Code release for "Category-Specific Prompts for Animal Action Recognition with Pretrained Vision-Language Models" (ACM MM 23)
Animal action recognition has a wide range of applications. However, the task largely remains unexplored due to the greater challenges compared to human action recognition, such as lack of annotated training data, large intra-class variation caused by diverse animal morphology, and interference of cluttered background in animal videos. Most of the existing methods directly apply human action recognition techniques, which essentially require a large amount of annotated data. In recent years, contrastive vision-language pretraining has demonstrated strong few-shot generalization ability and has been used for human action recognition. Inspired by the success, we develop a highly performant action recognition framework based on the CLIP model. Our model addresses the above challenges via a novel category-specific prompt adaptation module to generate adaptive prompts for both text and video based on the animal category detected in input videos. On one hand, it can generate more precise and customized textual descriptions for each action and animal category pair, being helpful in the alignment of textual and visual space. On the other hand, it allows the model to focus on video features of the target animal in the video and reduce the interference of video background noise. Experimental results demonstrate that our method outperforms five previous behavior recognition methods on the Animal Kingdom dataset and has shown best generalization ability on unseen animals.

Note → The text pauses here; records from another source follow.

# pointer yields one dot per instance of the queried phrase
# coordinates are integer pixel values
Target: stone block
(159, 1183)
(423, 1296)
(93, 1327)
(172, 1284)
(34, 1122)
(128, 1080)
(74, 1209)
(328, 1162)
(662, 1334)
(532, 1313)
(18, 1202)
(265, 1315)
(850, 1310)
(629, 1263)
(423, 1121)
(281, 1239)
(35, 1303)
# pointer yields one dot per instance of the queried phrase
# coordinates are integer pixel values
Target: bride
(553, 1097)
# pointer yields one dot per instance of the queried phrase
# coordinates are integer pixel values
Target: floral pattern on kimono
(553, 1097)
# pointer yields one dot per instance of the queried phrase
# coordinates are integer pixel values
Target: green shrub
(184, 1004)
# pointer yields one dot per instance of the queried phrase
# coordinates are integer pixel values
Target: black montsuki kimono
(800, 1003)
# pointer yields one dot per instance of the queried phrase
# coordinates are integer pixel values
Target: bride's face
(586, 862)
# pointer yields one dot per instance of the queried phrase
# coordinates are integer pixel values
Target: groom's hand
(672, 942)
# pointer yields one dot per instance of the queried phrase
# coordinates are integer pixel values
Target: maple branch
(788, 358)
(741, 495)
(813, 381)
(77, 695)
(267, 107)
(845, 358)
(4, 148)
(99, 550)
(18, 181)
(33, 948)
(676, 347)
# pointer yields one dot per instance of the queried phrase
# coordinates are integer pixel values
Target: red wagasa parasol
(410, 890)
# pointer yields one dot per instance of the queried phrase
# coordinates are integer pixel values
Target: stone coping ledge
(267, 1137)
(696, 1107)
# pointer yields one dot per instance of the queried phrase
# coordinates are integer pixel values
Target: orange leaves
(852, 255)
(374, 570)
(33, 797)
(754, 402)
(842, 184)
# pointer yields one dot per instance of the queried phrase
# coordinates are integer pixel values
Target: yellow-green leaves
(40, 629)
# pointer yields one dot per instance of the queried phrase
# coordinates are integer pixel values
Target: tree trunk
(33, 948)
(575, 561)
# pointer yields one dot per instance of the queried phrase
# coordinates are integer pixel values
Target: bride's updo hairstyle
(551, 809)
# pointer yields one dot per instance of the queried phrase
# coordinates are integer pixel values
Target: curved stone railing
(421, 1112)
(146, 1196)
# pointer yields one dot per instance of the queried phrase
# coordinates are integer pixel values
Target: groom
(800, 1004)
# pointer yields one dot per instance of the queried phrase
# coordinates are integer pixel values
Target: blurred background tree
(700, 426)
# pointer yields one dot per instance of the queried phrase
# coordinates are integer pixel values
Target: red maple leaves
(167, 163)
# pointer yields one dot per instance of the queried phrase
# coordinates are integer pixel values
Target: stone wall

Model structure: Some prediction results:
animal category prediction model: Google Drive https://drive.google.com/file/d/1lZDQR0JdKTyxTB1vQvQ_np9O-m1qKiHn/view?usp=drive_link
action prediction model: Google Drive https://drive.google.com/drive/folders/1xXW14XTyB2JvZR-BbHr0lVFjI6sgZRPx?usp=drive_link
pip install -r requirements.txt
python -m torch.distributed.launch --nproc_per_node=<YOUR_NPROC_PER_NODE> main.py -cfg <YOUR_CONFIG> --output <YOUR_OUTPUT_PATH> --accumulation-steps 4
python -m torch.distributed.launch --nproc_per_node=<YOUR_NPROC_PER_NODE> main.py -cfg <YOUR_CONFIG> --output <YOUR_OUTPUT_PATH> --only_test --opts TEST.NUM_CLIP 4 TEST.NUM_CROP 3 --resume <YOUR_MODEL_FILE>